Grief in the Workplace
5. Death of a Co-Worker
In the case of death being preceded by a long illness, your anticipatory grief will not make the loss of the person any less painful. But it can give you time to get used to the idea of the person's death. A sudden death has a shock value that often takes a long time to process. In either case, the loss felt by you and your staff will seem bottomless. Each person in the organization will grieve in a different way and be at different places along the grieving process spectrum. However, just because everyone grieves differently does not mean that you should ignore how people feel and pretend that nothing is different. Ignoring the signs of grief will simply postpone the process; it will not go away by itself.
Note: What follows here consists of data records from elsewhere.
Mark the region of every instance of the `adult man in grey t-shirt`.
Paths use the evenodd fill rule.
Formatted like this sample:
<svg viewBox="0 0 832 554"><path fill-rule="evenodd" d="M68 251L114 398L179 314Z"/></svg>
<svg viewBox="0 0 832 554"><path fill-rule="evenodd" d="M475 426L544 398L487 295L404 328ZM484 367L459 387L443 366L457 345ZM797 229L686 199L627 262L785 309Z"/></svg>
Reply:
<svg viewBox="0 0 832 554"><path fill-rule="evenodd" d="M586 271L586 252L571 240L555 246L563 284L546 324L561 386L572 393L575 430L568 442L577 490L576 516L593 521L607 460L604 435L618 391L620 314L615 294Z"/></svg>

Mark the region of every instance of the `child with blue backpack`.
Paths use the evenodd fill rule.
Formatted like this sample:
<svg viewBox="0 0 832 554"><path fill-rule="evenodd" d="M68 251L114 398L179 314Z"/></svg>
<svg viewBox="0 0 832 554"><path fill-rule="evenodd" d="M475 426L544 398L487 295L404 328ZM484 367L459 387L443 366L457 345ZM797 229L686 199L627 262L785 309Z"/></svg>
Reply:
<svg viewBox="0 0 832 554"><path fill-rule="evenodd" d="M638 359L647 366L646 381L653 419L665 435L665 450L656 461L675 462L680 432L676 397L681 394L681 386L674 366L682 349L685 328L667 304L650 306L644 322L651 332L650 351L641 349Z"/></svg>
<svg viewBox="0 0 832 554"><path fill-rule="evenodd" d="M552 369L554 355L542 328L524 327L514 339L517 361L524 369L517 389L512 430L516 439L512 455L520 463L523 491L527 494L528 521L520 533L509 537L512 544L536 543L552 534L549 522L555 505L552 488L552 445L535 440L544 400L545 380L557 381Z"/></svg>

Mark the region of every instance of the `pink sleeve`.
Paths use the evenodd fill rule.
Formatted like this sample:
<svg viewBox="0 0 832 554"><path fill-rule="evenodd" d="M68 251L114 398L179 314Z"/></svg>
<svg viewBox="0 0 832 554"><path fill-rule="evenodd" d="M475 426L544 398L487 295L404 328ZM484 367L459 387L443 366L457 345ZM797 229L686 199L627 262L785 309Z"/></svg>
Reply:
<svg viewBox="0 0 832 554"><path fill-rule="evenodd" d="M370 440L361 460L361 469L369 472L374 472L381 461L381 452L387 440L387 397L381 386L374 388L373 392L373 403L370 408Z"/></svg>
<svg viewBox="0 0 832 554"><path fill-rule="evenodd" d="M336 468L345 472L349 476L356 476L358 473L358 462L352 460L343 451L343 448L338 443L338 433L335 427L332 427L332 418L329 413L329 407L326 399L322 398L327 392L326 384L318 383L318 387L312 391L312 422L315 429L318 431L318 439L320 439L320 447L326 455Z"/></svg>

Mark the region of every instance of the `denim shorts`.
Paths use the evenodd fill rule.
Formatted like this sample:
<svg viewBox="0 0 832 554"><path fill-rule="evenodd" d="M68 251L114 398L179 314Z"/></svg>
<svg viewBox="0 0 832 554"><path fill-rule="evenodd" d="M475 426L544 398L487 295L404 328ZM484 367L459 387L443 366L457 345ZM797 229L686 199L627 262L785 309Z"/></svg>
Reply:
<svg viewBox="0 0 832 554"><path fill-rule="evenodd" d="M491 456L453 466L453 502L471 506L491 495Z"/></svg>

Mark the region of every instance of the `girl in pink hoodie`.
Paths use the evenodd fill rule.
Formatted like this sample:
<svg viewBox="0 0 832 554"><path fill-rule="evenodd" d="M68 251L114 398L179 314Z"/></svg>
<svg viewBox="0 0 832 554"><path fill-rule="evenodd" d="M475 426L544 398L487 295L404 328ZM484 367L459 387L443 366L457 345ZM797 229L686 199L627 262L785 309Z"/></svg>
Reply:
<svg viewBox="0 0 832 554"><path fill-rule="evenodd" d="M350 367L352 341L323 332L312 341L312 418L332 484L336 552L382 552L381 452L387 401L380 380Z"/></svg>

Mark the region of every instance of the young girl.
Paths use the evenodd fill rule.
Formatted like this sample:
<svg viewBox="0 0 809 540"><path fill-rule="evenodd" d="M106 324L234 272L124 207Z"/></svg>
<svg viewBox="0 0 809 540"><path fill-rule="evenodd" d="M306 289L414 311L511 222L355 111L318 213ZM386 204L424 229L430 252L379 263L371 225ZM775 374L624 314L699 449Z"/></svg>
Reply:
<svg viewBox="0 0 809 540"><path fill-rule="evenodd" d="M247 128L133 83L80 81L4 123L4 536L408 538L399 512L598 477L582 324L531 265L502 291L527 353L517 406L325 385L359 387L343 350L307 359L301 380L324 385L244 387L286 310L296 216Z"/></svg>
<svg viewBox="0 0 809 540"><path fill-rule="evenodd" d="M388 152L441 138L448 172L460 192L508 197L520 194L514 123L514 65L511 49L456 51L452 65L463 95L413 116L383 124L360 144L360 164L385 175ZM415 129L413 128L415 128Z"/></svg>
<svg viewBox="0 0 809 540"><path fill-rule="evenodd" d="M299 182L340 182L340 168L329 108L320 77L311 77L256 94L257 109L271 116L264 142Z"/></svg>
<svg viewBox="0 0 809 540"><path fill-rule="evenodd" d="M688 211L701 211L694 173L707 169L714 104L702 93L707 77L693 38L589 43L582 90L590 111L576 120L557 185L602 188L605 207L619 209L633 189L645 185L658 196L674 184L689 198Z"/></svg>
Death may be a natural part of life, but the death of a co-worker will make everyone feel anything but normal. We may be listless and unable to do our own work. We may be prone to crying and sobbing. We may be sad or depressed. We may be angry, resentful that the person left so many projects undone. We may be unable to think about hiring a replacement or having others do parts of their job. We may be in denial that anything bad really happened. All of these reactions are coping mechanisms that help us get through the hard times.
Talk about the person. Remember the strengths and their quirks. Think how they would react to certain policies or ideas. Laugh and cry. Perhaps you want to hold your own memorial service to honor and remember the person. Such a service can help coworkers process their grief and pain and give closure for others.